Цент на двоих. Сказки века джаза (Фицджеральд) - страница 96

Незадолго перед смертью он сменил свою деловую стратегию и накупил оптом на все деньги, за исключением нескольких миллионов долларов, редкие минералы, которые разместил в банковских ячейках по всему миру под видом антиквариата. Его сын, Брэддок Тарльтон Вашингтон, также продолжил следовать этой стратегии и даже увеличил ее масштаб. Минералы он перевел в самый редкий элемент, радий, и эквивалент миллиарда долларов в золоте стал умещаться в хранилище размером с коробку для сигар.

Спустя три года после смерти Фитц-Нормана его сын Брэддок решил, что дело пора закрывать. Сумма богатств, которые он и его отец смогли извлечь из горы, уже не поддавалась никакой оценке. Он вел зашифрованный гроссбух, в который заносил приблизительное количество радия в каждом из тысячи банков, куда он обращался, и псевдонимы, под которыми он был в этих банках известен. И он поступил очень просто: он закрыл шахту.

Он закрыл шахту. Того, что было из нее уже добыто, хватило бы на невероятно роскошную жизнь нескольким грядущим поколениям Вашингтонов. Теперь его единственной заботой стала защита секрета, поскольку если секрет раскроется, то в сопутствующей этому панике он тоже будет низринут в пучину отчаянной бедности, как и весь остальной мир частных собственников.

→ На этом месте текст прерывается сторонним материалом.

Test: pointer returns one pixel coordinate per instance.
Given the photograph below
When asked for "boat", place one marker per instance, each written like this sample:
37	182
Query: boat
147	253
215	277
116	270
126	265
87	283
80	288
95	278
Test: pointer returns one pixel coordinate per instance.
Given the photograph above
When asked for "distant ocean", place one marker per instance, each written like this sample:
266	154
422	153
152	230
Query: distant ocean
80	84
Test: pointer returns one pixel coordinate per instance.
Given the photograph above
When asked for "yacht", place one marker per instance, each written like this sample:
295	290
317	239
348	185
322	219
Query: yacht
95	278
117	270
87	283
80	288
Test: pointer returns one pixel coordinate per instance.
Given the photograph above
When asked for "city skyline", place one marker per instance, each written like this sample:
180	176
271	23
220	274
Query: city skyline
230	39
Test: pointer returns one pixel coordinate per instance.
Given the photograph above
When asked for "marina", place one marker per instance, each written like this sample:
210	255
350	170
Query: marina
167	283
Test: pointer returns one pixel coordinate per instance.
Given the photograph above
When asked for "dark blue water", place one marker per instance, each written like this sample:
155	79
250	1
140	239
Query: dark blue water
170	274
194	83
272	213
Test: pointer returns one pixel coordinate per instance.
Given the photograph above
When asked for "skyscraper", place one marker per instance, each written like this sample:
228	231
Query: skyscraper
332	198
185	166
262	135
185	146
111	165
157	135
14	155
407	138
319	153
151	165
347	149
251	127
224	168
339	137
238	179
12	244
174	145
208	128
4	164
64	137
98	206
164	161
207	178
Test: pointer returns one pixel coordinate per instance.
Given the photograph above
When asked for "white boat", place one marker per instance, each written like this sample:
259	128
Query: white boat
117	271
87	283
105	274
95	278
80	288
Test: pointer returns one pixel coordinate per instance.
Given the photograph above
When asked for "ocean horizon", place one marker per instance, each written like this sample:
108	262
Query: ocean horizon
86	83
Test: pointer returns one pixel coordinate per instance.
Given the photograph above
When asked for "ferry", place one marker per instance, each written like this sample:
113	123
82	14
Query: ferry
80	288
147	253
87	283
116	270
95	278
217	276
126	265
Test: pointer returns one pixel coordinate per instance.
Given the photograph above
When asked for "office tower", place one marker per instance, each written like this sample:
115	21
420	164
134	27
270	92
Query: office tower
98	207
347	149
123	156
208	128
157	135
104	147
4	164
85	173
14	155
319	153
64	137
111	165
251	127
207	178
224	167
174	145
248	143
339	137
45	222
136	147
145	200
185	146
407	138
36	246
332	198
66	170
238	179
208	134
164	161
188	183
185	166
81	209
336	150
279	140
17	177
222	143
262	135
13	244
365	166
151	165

Вот в какую семью приехал погостить Джон Т. Ангер, и вот какую историю он услышал в первое же утро по прибытии в гостиной с серебряными стенами.

V

После завтрака из огромного мраморного холла Джон вышел на улицу и с любопытством осмотрел открывшийся перед ним пейзаж. Над всей долиной, над открытым простором лужаек, озер и садов, от алмазной горы и до крутого гранитного утеса милях в пяти, еще нависала неподвижная дымка золотистого тумана. То здесь, то там купы вязов создавали ажурные тенистые рощицы, непривычно контрастируя с зелеными массивами сосновых лесов, до синевы крепко обхватывавших холмы. Едва бросив взгляд, Джон увидел, как в полумиле от него три олененка друг за другом протопали от одной изолированной группы деревьев к другой, исчезнув с неуклюжей веселостью в окантованном сумраком полумраке. Джон не удивился бы, увидев между деревьев козлоногого фавна со свирелью или заметив среди густой зеленой листвы мелькнувшее розовое тело и светлые волосы нимфы.

В ожидании чего-то необычного он спустился по мраморной лестнице, едва не разбудив пару дремавших у подножия шелковистых русских волкодавов, и отправился по неведомо куда ведущей дорожке, вымощенной белым и голубым кирпичом.

Он наслаждался жизнью на полную катушку. Счастье и одновременно несчастье молодости в том, что она никогда не живет настоящим, а всегда оценивает день, сравнивая его с собственным лучезарным воображаемым будущим: цветы и золото, женщины и звезды – все это лишь прообразы и пророчества той несравненной и недостижимой юной мечты.